Mosques all over Britain are inviting non-Muslims this weekend in an effort to explain Islam “beyond the hostile headlines” amid a surge in Islamophobic sentiments across the West.
This weekend, over 80 British mosques are offering tours and tea as part of the Visit My Mosque Day event organized by the Muslim Council of Britain (MCB).
According to the MCB, an umbrella body for 500 mosques, schools and associations in Britain, the event aims to “provide a platform for Muslims to reach out to fellow Britons and explain their faith and community beyond the hostile headlines.”
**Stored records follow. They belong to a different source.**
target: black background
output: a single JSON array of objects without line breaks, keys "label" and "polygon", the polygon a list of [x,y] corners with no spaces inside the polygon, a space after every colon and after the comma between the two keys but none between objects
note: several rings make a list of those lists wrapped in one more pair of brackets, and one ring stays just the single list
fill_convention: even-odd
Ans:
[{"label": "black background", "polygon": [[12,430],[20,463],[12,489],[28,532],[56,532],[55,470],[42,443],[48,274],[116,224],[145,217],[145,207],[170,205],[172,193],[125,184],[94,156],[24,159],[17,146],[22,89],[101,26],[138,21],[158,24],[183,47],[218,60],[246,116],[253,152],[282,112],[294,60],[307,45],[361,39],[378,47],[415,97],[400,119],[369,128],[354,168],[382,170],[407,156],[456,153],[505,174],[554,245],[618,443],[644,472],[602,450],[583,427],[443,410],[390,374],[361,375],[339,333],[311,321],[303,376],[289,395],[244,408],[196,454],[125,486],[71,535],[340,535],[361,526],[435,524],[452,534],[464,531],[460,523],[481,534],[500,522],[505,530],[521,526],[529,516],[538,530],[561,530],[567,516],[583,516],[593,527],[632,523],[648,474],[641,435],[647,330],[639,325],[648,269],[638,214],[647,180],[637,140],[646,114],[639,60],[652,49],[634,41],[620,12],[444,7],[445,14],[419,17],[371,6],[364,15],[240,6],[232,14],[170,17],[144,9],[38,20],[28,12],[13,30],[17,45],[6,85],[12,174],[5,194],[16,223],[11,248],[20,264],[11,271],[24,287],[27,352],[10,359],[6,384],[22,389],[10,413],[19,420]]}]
Two of the UK’s oldest mosques, the Shah Jahan Mosque in Woking, Surrey, and the Abdullah Quilliam Mosque in Liverpool are participating in this year’s event. Mosques in the cities of London, Birmingham, Manchester, Leeds, Glasgow ,Cardiff, Belfast, Plymouth and Canterbury are also involved in the initiative.
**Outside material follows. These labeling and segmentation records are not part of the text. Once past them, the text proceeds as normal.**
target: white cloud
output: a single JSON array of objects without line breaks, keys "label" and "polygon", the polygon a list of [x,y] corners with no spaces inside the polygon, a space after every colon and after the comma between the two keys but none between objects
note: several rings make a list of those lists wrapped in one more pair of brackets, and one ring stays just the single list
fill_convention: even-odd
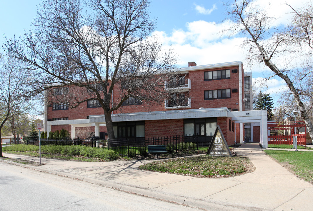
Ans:
[{"label": "white cloud", "polygon": [[194,4],[194,5],[196,6],[196,10],[197,10],[197,12],[200,14],[203,14],[203,15],[209,15],[213,10],[217,9],[216,4],[213,4],[212,8],[209,9],[206,9],[204,7],[202,7],[195,4]]}]

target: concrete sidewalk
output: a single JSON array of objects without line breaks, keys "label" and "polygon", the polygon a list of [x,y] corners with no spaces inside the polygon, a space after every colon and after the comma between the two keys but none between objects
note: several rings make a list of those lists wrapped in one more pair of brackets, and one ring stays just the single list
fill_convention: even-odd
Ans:
[{"label": "concrete sidewalk", "polygon": [[[155,161],[151,160],[81,162],[42,158],[45,165],[40,166],[18,165],[209,210],[313,210],[313,202],[307,200],[313,195],[313,185],[264,154],[258,144],[242,144],[235,151],[249,157],[256,170],[234,177],[208,179],[138,168]],[[3,156],[39,161],[39,158]]]}]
“Local mosques will also be inviting interfaith leaders, and all will be asked to come together to demonstrate unity and solidarity during what has been a tense time for faith communities,” the MCB said.
During the open day event, introductions on Islam and explanations on community activities will be offered as well as opportunities to see prayers and guided tours.
Last year, hundreds of people took part in a similar event, held in some 20 mosques.
Based on figures released by the Metropolitan police, there has been a 70 percent rise in anti-Muslim hate crimes during the 12 months leading to July 2015.
Despite Muslims’ efforts in Europe and the US to tackle Islamophobia, the phenomenon seems to be on the rise.
The far-right anti-Islam movement PEGIDA organized several rallies in the continent, where demonstrators rejected entry and presence of refugees fleeing foreign-backed militancy in Syria and the rest of the region.
Thousands of people took part in the anti-Muslim demo in the eastern German city of Dresden alone.
Miles further, around 5,000 people participated in a PEGIDA-inspired march in Prague, while a large number also turned up for a similar event in Amsterdam.
More protests were also held in the northern French port of Calais, the Irish capital Dublin, and the UK’s Birmingham.